When using transparent chambers, temperature control is an additional constraint (Rochette and Hutchinson, 2015). Ideally, the chamber temperature remains stable throughout the measurement period. However, in the field, especially during sunny conditions, this is challenging to achieve without active cooling, as the chamber's transparency creates a greenhouse effect (Rochette and Hutchinson, 2015). An increase in temperature can enhance microbial activity, leading to either N₂O production or N₂O consumption and potentially causing biased N₂O concentrations (Rochette and Eriksen-Hamel, 2008; Clough et al., 2020). In our study, chamber temperatures during transparent measurements changed similarly to H₂O concentrations, with the strongest decrease occurring within the first minutes of the measurement period (Figs. S5 and S6). At our site, temperature increased by around 0.7°C within the first 2 min, which slowed down to 0.3°C after 5 min (data not shown). During opaque measurements, temperature within the chamber decreased slightly by a maximum of 0.2°C in the first 2 min and below 0.1°C after 3 min (data not shown). It is likely that, during transparent measurements, the abrupt temperature increase in the first 2 min may have impacted N₂O concentrations (Parkin and Venterea, 2010). However, we refrained from using cooling systems, such as heat exchangers or ice packs, since they also have drawbacks, e.g. causing additional condensation within the chamber (Clough et al., 2020; Fiedler et al., 2022). As a result, we cannot exclude potential temperature effects from our N₂O concentration measurement during our measurement periods. Even though temperature changes are considered in the final flux calculation (Rheault et al., 2024), we argue that temperature changes inside chambers call for shorter closure times.

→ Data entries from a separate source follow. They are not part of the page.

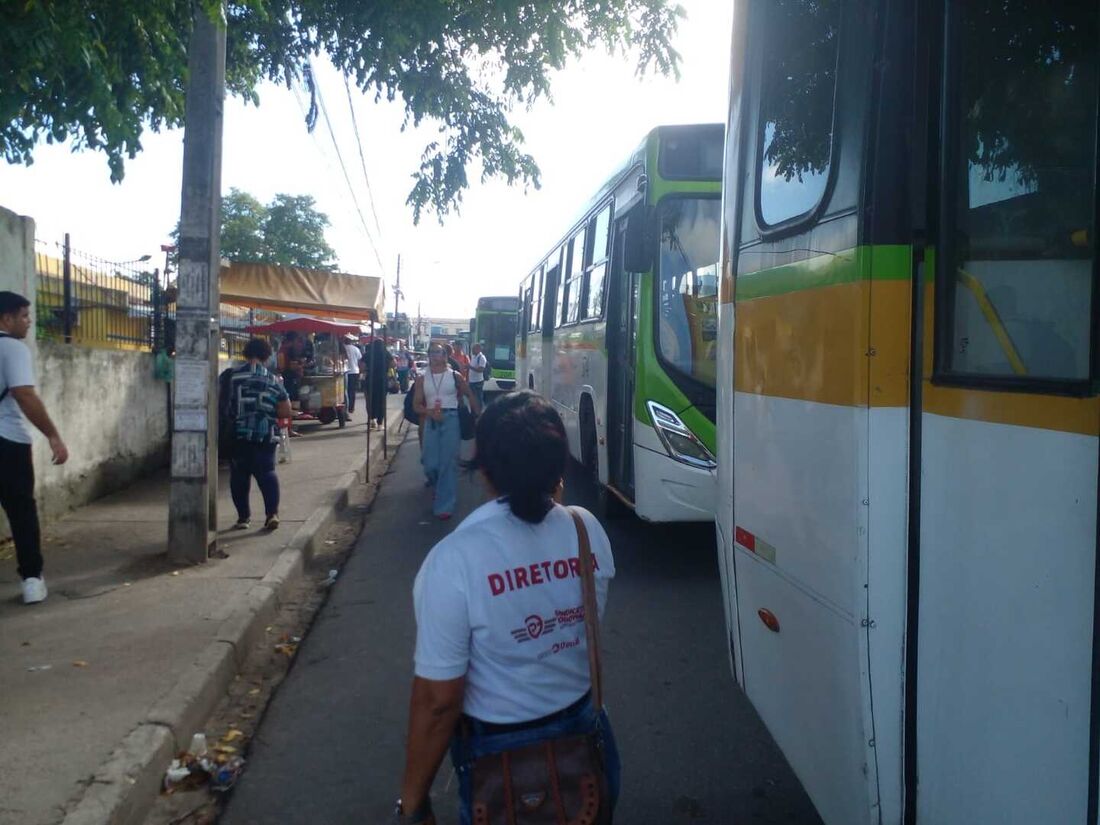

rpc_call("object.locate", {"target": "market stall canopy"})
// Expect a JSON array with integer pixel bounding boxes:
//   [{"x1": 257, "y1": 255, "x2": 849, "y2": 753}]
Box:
[
  {"x1": 220, "y1": 263, "x2": 385, "y2": 322},
  {"x1": 245, "y1": 318, "x2": 363, "y2": 337}
]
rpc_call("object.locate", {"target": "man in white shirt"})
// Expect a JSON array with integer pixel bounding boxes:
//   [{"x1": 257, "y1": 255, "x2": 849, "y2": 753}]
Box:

To minimise disturbances to the soil gas–atmosphere gradient and obtain flux estimates close to pre-deployment levels, several researchers have recommended using short chamber closure times of around 5 min (Fiedler et al., 2022; Pavelka et al., 2018; Venterea and Baker, 2008). This is because, during chamber closure, mean flux rates vary as N₂O builds up or decreases in the chamber head space (Rochette and Hutchinson, 2015). As closure time increases, the concentration gradient between the soil and the chamber head space decreases, reducing the diffusive flux. Within a closed system, gases can reach a temporary state of equilibrium over time, where the rate of N₂O production in the soil balances with the rate of N₂O release into the chamber head space (Fiedler et al., 2022). Our results suggest that, for transparent measurements, a chamber closure time of 3 min is too short and may result in significantly lower flux rates than longer chamber closure times (ANOVA, p<0.05 for 3 min, compared with 8, 9, and 10 min; Fig. 5). This discrepancy may be attributed to low microbial activity, or the possibility that N₂O production is countered by its rapid uptake or dissolution in the water present in the soil matrix, a phenomenon previously observed for CO₂ (Widén and Lindroth, 2003). From 4 min onward, our calculated mean N₂O flux rates are not significantly different from one another (Table 1). The proportion of transparent fluxes above the minimum detectable flux (MDF) increased from 62.7 % to 78.6 % as closure time increased from 3 to 10 min (Fig. 5a). While longer closure times reduce uncertainty and the amount of fluxes below the MDF, the gain is small after 4 min. We thus recommend chamber closure times of more than 4 min for reliable N₂O flux estimates, as this balances the need for accurate transparent measurements while minimising soil disturbance, as well as the impact of increasing temperature on N₂O concentrations within the chamber.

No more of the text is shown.